Partie II
Le lycée ; devenir lycéen c'est devenir adulte. Le lieu de toutes les rencontres dont les résultats dessineront le profil professionnel des premières années actives mais pas à n'importe quel prix ; en effet je pense encore que de nos jours le corps professoral fait l'impasse sur l'information et l'orientation. Le lycéen qui ne poursuivera pas d'études supérieurs se retrouve sur le marché du travail sans aucune préparation d'aucune sorte, jamais on l'aura informé sur des sujets tabous tels que son inscription sur les listes du pôle emploi, le peu de chances qu'il trouve un travail avec juste son baccalauréat, le fossé grandissant qui existe entre son diplôme et la réalité du marché, les astuces et les techniques à aquérir lors d'un entretien d'embauche. Il conviendrai de le sensibiliser dès la seconde aux problèmes de la vie active (les formations, les concours), l'encourager à faire de longues études et non pas le conforter dans l'idée d'un BTS ou d'un apprentissage, très tendance dans les CIO depuis toujours… le discours des conseillers d'éducations n'a quasiment pas évolué en dix ans, j'ai toujours considéré et considère toujours que ces gens-là ne servent à rien si ce n'est qu'à débiter le même blabla de manière feutré et polissé qui ne résoud pas les problèmes au quotidien, même si ce discours motive (c'est son seul rôle) sur le moment, il ne reste qu'amertume et frustration chez les jeunes une fois les épreuves du bac terminées…

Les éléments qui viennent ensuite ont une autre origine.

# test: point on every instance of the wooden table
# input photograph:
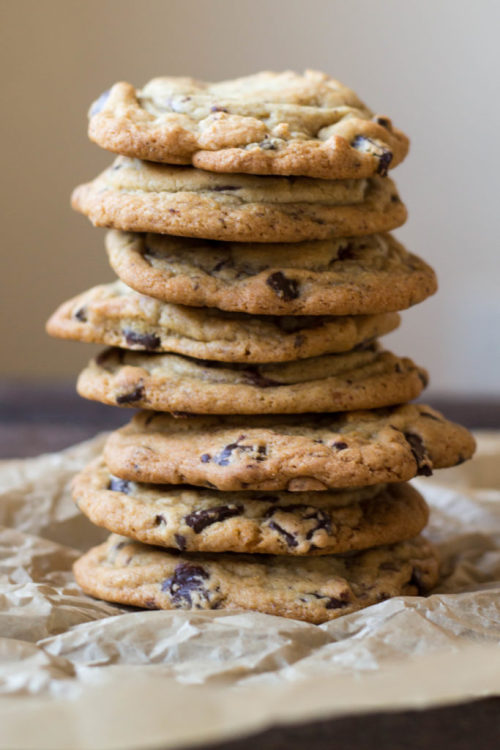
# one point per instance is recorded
(49, 416)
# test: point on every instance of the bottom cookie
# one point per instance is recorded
(311, 589)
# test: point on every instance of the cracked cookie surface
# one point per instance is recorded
(361, 379)
(115, 315)
(203, 520)
(355, 276)
(141, 196)
(314, 589)
(295, 453)
(267, 123)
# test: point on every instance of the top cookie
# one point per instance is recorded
(268, 123)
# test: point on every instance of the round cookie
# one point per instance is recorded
(202, 520)
(116, 315)
(145, 197)
(356, 276)
(361, 379)
(268, 123)
(295, 453)
(314, 589)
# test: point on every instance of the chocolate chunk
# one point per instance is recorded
(422, 458)
(187, 580)
(346, 252)
(200, 519)
(81, 314)
(119, 485)
(150, 341)
(254, 377)
(130, 398)
(289, 538)
(220, 188)
(340, 445)
(100, 103)
(180, 541)
(285, 288)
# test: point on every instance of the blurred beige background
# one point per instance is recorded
(431, 65)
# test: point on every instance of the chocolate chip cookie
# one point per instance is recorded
(314, 589)
(364, 379)
(297, 453)
(116, 315)
(144, 197)
(284, 523)
(268, 123)
(356, 276)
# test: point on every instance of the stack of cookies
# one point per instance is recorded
(267, 469)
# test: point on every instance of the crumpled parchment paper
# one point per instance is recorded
(82, 674)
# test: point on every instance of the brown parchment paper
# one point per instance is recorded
(82, 674)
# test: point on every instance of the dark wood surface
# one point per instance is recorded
(50, 416)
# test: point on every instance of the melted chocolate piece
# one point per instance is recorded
(150, 341)
(187, 580)
(285, 288)
(200, 519)
(130, 398)
(422, 458)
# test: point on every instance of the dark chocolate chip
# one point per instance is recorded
(187, 580)
(119, 485)
(422, 458)
(150, 341)
(132, 397)
(81, 314)
(200, 519)
(99, 104)
(289, 538)
(285, 288)
(180, 541)
(340, 445)
(254, 377)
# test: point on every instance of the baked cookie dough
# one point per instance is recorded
(346, 276)
(141, 196)
(314, 589)
(297, 453)
(268, 123)
(284, 523)
(361, 379)
(115, 315)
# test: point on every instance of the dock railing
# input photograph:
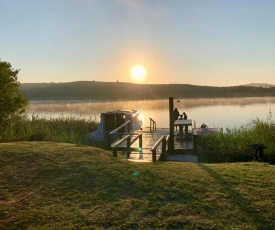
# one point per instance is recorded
(129, 143)
(163, 141)
(115, 132)
(153, 125)
(195, 135)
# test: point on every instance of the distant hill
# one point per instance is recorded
(263, 85)
(92, 90)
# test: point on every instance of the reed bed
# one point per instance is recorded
(61, 129)
(234, 145)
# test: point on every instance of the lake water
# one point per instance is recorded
(221, 113)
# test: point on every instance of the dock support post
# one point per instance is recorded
(195, 144)
(171, 117)
(114, 152)
(128, 147)
(163, 150)
(140, 141)
(154, 155)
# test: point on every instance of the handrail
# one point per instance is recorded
(194, 128)
(115, 130)
(154, 124)
(120, 127)
(163, 149)
(129, 143)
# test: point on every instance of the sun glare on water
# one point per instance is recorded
(138, 73)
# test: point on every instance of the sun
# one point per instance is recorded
(138, 73)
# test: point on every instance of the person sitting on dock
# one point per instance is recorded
(184, 116)
(176, 115)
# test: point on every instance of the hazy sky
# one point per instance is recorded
(199, 42)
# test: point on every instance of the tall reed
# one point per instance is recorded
(235, 144)
(61, 129)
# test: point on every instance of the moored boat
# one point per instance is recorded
(204, 129)
(110, 121)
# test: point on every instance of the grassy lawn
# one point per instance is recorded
(46, 185)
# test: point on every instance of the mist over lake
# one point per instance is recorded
(222, 113)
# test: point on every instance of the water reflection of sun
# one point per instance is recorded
(138, 73)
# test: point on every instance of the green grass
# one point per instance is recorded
(47, 185)
(234, 145)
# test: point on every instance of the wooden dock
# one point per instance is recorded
(183, 146)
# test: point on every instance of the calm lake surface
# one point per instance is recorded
(222, 113)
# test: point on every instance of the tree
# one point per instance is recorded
(12, 102)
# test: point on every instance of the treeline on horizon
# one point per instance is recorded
(92, 90)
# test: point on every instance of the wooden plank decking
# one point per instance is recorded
(183, 146)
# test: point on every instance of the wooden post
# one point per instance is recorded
(128, 147)
(195, 144)
(154, 155)
(163, 150)
(140, 141)
(114, 152)
(171, 117)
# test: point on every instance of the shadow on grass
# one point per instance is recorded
(244, 204)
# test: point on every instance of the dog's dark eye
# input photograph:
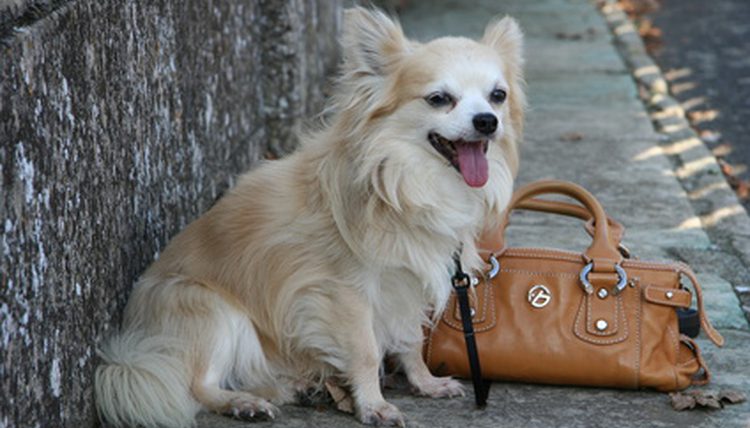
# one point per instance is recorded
(439, 99)
(498, 96)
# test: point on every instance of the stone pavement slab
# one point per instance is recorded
(578, 84)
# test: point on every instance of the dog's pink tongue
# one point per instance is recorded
(472, 163)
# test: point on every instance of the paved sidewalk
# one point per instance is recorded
(587, 125)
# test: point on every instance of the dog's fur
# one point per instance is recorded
(316, 266)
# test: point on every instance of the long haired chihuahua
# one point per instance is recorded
(317, 266)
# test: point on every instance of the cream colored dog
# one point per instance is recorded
(316, 266)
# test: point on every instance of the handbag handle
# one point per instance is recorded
(616, 229)
(602, 256)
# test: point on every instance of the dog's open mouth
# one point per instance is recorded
(468, 157)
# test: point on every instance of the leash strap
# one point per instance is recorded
(461, 283)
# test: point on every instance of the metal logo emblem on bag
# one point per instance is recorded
(539, 296)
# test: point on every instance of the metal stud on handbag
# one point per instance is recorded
(594, 318)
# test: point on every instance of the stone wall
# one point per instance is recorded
(120, 122)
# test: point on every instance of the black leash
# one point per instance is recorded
(461, 283)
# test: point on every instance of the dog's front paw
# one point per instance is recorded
(251, 409)
(380, 414)
(439, 387)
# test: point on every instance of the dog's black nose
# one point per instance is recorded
(486, 123)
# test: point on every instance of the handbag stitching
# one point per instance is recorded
(577, 332)
(638, 343)
(575, 257)
(618, 309)
(477, 320)
(530, 272)
(429, 346)
(677, 352)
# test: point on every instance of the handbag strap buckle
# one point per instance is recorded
(589, 289)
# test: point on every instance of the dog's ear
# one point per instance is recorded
(505, 36)
(371, 41)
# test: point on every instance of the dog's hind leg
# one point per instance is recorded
(362, 360)
(227, 365)
(423, 382)
(237, 404)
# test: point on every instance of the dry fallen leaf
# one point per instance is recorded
(708, 399)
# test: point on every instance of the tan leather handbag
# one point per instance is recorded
(596, 318)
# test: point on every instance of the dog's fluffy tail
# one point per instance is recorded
(143, 383)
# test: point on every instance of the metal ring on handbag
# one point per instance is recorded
(584, 276)
(495, 269)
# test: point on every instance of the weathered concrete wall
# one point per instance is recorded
(120, 122)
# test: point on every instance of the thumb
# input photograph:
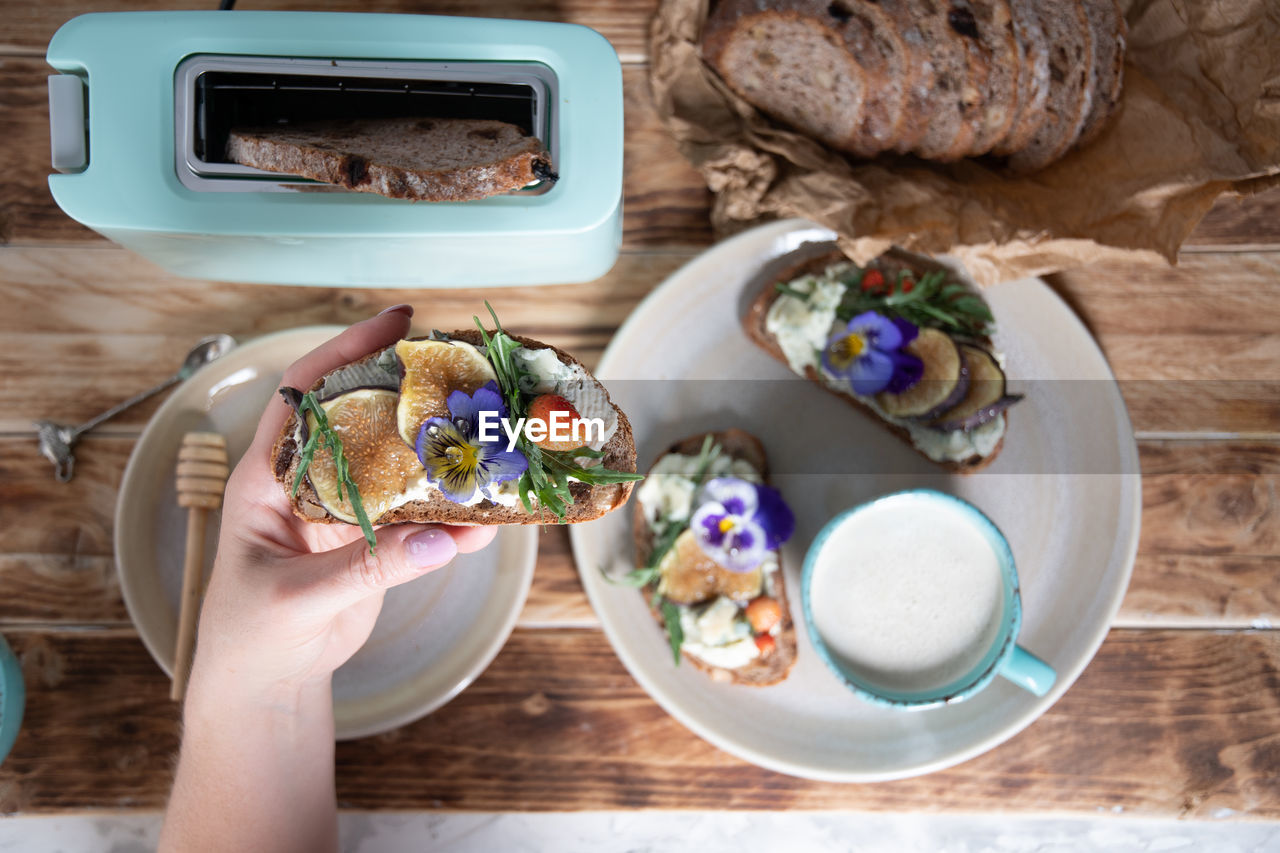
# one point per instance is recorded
(403, 552)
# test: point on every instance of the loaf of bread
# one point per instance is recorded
(1023, 80)
(421, 159)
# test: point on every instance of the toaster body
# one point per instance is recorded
(144, 104)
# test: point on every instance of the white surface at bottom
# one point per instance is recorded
(703, 831)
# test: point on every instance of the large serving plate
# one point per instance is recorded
(1065, 491)
(434, 634)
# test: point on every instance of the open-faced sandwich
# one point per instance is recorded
(904, 340)
(707, 533)
(471, 427)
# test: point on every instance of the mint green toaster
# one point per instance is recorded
(144, 101)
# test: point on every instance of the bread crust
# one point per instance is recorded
(347, 154)
(589, 501)
(764, 670)
(876, 56)
(810, 263)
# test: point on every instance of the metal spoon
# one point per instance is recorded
(58, 439)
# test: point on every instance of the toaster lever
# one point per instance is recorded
(68, 127)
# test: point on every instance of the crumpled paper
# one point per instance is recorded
(1200, 115)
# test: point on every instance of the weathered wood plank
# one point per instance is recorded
(87, 328)
(1165, 724)
(1210, 551)
(666, 201)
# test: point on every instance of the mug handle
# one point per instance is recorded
(1028, 671)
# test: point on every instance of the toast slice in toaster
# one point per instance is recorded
(420, 159)
(440, 429)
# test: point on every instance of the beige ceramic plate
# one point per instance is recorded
(434, 634)
(1065, 491)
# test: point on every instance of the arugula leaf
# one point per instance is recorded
(675, 633)
(324, 433)
(929, 301)
(636, 578)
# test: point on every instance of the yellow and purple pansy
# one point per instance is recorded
(455, 457)
(736, 521)
(868, 354)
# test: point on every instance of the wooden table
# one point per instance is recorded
(1179, 715)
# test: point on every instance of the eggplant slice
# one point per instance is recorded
(984, 398)
(944, 383)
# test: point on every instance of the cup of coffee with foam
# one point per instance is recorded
(912, 600)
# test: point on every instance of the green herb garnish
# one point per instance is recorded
(323, 432)
(929, 301)
(675, 632)
(549, 471)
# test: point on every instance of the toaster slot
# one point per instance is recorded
(218, 94)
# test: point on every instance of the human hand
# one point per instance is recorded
(288, 601)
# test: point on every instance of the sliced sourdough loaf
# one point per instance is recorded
(835, 71)
(420, 159)
(992, 27)
(950, 103)
(1070, 92)
(813, 259)
(1109, 48)
(1032, 77)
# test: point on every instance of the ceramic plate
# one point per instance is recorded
(434, 635)
(1065, 491)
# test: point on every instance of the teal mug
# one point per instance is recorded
(913, 601)
(12, 698)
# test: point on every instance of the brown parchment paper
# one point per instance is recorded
(1200, 117)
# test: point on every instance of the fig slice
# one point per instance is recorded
(984, 398)
(432, 370)
(689, 576)
(942, 386)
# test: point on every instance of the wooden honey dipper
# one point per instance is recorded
(201, 478)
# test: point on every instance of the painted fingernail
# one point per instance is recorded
(430, 547)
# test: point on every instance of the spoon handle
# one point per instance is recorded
(115, 410)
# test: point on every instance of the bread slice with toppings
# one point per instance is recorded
(964, 432)
(428, 505)
(1032, 77)
(708, 593)
(423, 159)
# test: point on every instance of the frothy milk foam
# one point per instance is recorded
(908, 594)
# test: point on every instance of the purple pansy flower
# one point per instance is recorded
(455, 457)
(868, 352)
(737, 523)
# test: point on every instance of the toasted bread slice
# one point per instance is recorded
(417, 159)
(766, 669)
(589, 501)
(813, 259)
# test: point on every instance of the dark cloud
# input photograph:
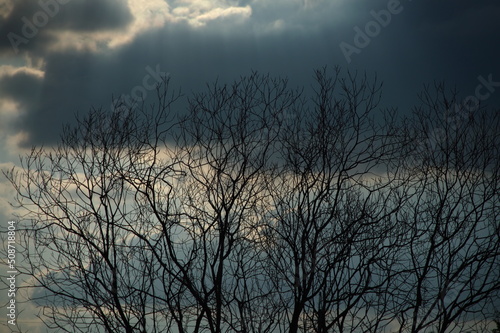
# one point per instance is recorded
(426, 41)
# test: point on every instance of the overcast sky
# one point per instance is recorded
(58, 57)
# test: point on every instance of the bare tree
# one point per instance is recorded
(451, 277)
(263, 211)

La réforme du lycée est une bonne chose en soi. Le constat et les propositions faites par l'actuel gouvernement me semble raisonnable, même si les solutions proposées sont à double tranchant, il met en lumière le problème du temps d'adaptation et du léger traumatisme même si le mot est trop fort lorsque le collégien devient lycéen, nombres de choses changent, il devient jeune adulte, le professeur s'adresse à lui en disant « vous », il y a plus d'indépendance dans le travail, etc. Dans le projet du gouvernement il est notamment question de faciliter la transition entre la 3e et la seconde ainsi que l'autonomie de l'élève dans ses choix scolaires et pré-professionnels. L'exemple le plus frappant qui créa la polémique en son temps sont les épreuves du Baccalauréat de façon continue comme les partiels à l'Université : sans doute la proposition la plus audacieuse et intéressante depuis fort longtemps !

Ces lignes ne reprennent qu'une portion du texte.